Boards will need to maintain a line of sight into the long-term talent agenda, as they oversee how productivity, training and efficiency gains can offset higher labor costs and keep an employee base engaged when rehiring is possible.
3. Cost of capital
The rapid and synchronized tightening of monetary policy globally has led to a surge in borrowing rates, a correction in equity prices, and significant foreign exchange movements. The rise in the cost of debt is driving a focus on optionality in meeting strategic goals, while the large fluctuations in equity valuations have created a wedge between buyers’ and sellers’ perceptions of the underlying value of an asset.
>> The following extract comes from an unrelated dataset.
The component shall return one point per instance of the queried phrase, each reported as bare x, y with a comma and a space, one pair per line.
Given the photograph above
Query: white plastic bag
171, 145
Boards can partner with management to explore the business’s capital strategy plans.
4. Supply chain
The transition some companies made during the pandemic from just-in-time to “just-in-case” inventory management may not be sustainable, and some businesses may face a new strain as demand cools and inventory accumulates.
Geopolitical developments are also rapidly changing the business environment and redefining supply chain risks and opportunities, with companies exploring reshoring strategies as well. Boards can oversee how management is balancing supply chain risk and redundancy in an increasingly fragmented world.
5. Energy transition
The impact of energy supply and energy security concerns due to the war in Ukraine, along with other climate impacts, is disrupting economic activity in real time and bringing a sense of urgency to the energy transition. While inflationary pressures might delay some plans, boards can work with management to consider whether this is an opportunity to accelerate the transition.
Boards have a critical remit to provide guidance to management across these tenets by pressure-testing plans and assessing multiple options for achieving strategic goals under volatile and uncertain micro- and macroeconomic circumstances.
Directors are well positioned to ask about what scenarios have been considered (even highly unlikely ones) and the potential impacts to financial performance, growth and strategy. Regardless of what scenario plays out, management needs an appropriate strategy — and balance sheet — for any economic conditions that lie ahead, and boards can help them plan for that uncertainty.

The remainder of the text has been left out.